Imagine you’re a professional thief, planning to rob houses along a street. Each house is filled with a certain amount of cash, but there’s a catch - the houses have interconnected security systems. If two adjacent houses are broken into on the same night, the alarm will go off. Given an array of non-negative integers representing the cash in each house, your task is to calculate the maximum amount of money you can steal in one night without setting off the alarms.

Let’s say the amount of money in each house is represented by the elements in an array nums. If you choose to rob the first house (num[0]), your next options are the third or fourth house (num[2] or num[3]). If you choose the second house (num[1]), your next options are the fourth or fifth house (num[3] or num[4]).
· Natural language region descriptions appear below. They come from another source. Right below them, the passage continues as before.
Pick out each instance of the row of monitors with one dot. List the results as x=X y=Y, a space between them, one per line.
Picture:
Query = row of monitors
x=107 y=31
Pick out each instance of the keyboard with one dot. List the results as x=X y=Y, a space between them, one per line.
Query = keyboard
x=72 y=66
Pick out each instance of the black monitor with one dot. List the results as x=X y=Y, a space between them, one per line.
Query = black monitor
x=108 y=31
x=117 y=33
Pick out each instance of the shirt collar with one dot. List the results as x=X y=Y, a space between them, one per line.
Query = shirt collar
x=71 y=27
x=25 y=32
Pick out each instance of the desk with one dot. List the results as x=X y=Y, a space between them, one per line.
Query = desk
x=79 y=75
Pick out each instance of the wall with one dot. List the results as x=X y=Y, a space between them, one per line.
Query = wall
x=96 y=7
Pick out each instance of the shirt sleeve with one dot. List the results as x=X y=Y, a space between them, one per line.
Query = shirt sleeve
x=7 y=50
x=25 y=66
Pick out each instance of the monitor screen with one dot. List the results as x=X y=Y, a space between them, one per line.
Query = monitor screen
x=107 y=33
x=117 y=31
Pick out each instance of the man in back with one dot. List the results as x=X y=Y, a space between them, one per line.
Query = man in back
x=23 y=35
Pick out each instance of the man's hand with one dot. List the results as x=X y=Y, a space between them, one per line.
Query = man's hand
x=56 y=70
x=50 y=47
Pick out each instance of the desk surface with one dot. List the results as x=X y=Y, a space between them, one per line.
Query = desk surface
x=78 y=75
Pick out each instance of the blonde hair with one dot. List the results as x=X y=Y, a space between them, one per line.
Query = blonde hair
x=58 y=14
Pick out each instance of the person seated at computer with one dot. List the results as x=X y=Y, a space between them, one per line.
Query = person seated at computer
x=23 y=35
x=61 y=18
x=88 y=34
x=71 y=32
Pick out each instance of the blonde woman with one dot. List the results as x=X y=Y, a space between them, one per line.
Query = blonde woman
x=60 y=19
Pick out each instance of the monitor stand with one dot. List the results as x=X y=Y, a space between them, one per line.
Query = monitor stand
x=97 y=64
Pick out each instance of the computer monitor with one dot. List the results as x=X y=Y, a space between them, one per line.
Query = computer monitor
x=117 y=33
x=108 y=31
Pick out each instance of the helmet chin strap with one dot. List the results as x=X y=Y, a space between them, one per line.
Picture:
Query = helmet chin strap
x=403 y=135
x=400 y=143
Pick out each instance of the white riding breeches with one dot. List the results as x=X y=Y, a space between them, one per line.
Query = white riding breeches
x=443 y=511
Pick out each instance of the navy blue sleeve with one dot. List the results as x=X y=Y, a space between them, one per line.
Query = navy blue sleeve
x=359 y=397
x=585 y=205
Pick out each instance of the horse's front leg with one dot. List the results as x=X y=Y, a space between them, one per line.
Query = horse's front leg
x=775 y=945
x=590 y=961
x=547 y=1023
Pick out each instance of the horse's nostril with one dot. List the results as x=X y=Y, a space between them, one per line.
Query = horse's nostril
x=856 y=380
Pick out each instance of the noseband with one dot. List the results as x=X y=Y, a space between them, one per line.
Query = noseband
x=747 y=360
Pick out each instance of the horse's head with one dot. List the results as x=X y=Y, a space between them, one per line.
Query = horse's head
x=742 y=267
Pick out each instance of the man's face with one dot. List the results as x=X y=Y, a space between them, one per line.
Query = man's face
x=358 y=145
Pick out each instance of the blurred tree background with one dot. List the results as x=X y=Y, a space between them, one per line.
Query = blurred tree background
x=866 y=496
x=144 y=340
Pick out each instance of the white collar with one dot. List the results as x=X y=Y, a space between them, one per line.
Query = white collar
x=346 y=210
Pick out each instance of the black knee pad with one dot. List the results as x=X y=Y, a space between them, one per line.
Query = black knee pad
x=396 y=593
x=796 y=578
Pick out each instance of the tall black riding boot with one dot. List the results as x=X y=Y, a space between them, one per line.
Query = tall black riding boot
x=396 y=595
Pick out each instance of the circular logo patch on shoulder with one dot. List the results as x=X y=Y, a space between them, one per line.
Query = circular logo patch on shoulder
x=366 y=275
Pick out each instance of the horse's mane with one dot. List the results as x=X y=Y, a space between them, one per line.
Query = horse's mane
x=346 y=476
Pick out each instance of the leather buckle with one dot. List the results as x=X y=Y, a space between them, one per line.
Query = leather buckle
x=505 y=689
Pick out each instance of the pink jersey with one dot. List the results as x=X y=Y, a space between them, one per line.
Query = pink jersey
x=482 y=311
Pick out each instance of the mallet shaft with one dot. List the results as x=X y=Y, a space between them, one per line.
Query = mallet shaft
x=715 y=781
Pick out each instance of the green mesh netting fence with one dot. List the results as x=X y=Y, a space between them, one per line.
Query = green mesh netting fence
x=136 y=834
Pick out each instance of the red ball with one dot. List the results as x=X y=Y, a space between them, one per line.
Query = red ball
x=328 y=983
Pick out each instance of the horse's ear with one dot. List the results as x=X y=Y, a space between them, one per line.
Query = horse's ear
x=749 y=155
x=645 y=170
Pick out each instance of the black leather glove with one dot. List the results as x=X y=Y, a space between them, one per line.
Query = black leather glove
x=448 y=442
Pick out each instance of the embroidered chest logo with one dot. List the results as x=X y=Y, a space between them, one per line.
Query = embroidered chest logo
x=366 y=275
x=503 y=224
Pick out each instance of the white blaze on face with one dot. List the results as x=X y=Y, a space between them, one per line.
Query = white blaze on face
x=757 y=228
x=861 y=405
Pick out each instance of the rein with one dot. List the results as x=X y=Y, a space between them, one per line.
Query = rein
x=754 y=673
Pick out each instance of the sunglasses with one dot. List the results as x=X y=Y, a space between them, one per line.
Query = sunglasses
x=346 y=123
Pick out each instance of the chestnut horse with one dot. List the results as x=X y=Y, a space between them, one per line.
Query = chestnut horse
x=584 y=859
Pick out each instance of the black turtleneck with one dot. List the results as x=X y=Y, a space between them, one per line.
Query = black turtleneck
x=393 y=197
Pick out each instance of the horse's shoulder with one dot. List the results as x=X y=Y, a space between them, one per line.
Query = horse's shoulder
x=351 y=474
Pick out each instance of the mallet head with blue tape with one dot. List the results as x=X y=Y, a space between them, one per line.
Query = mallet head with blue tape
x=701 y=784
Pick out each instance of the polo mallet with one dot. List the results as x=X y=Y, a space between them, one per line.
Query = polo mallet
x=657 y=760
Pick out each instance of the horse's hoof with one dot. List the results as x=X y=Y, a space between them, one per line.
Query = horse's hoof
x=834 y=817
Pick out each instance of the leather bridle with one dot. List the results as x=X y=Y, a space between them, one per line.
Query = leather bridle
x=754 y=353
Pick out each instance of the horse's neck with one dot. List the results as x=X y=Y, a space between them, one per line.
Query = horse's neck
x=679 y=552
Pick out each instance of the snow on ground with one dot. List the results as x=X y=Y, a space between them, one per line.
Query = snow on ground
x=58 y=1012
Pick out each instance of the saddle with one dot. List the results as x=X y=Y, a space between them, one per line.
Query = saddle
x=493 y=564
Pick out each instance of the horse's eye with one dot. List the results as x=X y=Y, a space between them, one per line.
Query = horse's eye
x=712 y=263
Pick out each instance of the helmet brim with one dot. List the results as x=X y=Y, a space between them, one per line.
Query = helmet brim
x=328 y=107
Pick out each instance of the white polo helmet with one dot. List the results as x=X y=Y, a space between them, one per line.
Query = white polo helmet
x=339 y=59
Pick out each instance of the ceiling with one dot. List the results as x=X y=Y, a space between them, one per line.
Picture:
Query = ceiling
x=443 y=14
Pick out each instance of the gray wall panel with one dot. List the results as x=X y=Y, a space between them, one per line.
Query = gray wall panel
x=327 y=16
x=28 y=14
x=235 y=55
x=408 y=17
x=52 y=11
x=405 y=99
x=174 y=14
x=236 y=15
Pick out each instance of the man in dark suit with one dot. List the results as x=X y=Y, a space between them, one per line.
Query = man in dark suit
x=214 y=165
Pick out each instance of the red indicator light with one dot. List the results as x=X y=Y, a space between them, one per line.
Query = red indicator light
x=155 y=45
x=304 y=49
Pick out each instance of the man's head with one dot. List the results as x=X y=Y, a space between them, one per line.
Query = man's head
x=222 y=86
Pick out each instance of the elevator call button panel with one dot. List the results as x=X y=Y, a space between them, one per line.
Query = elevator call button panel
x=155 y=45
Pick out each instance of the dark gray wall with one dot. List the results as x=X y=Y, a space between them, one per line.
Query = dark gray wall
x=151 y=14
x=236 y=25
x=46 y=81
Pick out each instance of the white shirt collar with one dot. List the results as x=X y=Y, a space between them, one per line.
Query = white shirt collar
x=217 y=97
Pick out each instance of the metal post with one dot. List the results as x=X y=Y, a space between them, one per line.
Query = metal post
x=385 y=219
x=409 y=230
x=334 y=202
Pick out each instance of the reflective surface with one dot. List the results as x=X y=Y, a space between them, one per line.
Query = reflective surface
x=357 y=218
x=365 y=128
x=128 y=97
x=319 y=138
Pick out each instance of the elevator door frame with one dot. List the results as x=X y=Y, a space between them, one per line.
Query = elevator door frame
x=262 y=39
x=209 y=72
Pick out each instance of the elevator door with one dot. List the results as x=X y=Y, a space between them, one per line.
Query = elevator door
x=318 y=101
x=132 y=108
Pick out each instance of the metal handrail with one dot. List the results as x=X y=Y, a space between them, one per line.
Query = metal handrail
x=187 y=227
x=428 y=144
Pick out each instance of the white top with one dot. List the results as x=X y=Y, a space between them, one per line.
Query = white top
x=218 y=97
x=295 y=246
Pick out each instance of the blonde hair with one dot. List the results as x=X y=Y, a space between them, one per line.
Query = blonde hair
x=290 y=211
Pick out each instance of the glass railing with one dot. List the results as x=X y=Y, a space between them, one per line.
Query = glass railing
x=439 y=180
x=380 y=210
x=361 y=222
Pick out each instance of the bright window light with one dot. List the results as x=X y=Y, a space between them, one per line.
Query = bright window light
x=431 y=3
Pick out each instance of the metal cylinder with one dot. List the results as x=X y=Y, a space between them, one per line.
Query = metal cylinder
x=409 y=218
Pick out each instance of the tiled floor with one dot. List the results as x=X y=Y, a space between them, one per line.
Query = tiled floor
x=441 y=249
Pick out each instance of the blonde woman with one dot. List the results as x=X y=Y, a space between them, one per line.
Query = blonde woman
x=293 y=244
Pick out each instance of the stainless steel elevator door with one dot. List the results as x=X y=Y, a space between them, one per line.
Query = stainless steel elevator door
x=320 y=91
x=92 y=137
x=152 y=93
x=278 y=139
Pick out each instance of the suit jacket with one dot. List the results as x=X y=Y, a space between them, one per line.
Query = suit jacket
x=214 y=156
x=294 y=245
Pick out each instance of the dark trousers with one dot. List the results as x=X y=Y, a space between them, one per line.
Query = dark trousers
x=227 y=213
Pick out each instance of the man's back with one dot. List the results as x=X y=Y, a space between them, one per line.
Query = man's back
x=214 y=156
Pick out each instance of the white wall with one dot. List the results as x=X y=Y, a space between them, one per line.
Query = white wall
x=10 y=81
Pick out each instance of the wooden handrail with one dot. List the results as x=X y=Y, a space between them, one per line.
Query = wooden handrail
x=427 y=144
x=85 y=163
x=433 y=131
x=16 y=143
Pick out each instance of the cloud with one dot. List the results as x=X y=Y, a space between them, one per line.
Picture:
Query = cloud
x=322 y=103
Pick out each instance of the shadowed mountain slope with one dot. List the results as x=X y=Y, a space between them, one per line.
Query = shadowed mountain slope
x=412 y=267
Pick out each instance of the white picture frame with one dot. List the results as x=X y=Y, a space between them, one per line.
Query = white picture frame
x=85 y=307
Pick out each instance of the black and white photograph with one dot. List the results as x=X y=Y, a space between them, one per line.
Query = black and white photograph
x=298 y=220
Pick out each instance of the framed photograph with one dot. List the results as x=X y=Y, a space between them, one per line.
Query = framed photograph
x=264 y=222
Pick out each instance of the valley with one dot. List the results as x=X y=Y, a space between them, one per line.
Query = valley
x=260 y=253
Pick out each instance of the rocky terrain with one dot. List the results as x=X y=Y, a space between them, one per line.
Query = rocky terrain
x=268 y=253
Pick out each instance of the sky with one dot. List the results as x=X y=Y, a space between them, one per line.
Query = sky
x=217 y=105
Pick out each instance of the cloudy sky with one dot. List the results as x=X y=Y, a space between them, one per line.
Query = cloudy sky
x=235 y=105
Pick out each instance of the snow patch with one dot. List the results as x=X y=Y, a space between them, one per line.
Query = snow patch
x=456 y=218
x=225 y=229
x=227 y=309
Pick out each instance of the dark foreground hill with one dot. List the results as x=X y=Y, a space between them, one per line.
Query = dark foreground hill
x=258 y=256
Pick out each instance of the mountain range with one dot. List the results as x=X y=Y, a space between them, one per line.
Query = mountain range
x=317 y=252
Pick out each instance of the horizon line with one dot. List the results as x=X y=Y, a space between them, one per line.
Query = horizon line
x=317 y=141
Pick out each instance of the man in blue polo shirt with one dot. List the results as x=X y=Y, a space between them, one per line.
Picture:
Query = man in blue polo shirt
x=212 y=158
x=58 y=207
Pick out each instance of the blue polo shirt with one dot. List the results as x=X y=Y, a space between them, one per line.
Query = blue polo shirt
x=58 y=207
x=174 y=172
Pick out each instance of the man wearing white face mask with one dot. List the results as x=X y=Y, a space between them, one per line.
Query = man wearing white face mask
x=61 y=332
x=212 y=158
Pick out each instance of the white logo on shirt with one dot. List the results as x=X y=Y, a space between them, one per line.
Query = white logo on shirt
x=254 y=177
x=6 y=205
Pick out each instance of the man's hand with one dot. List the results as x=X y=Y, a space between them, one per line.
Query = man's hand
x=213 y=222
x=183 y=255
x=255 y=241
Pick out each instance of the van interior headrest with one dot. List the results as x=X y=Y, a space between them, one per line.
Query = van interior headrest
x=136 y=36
If we use recursion to solve this problem, num[3] will be calculated multiple times, which is inefficient. This leads us to consider using dynamic programming to solve this problem.

In other words, for each house, we calculate the maximum profit if we choose to rob that house. Let’s start from the house with the highest number:

Remaining Maximum House Number Maximum Profit Denoted as
0 num[0] dp[0]
1 max(num[0],num[1]) dp[1]
2 max(num[2]+dp[0],dp[1]) dp[2]
3 max(num[3]+dp[1],dp[2]) dp[3]
4 max(num[4]+dp[2],dp[3]) dp[4]
n max(num[n]+dp[n-2],dp[n-1]) dp[n]

Here’s how we can implement this in JavaScript:

/**
 * @param {number[]} nums
 * @return {number}
 */
var rob = function (nums) {
    const dp = new Array(nums.length)
    dp[0] = nums[0]
    if (nums.length > 1) {
        dp[1] = Math.max(nums[0], nums[1])
        for (let i = 2; i < nums.length; i++) {
            dp[i] = Math.max(nums[i] + dp[i - 2], dp[i - 1])
        }
    }
    return dp[dp.length - 1]
};

This algorithm ensures that we’re always choosing the option that gives us the maximum profit, while avoiding the risk of setting off the alarms. It’s a perfect example of how dynamic programming can help us solve complex problems in an efficient way.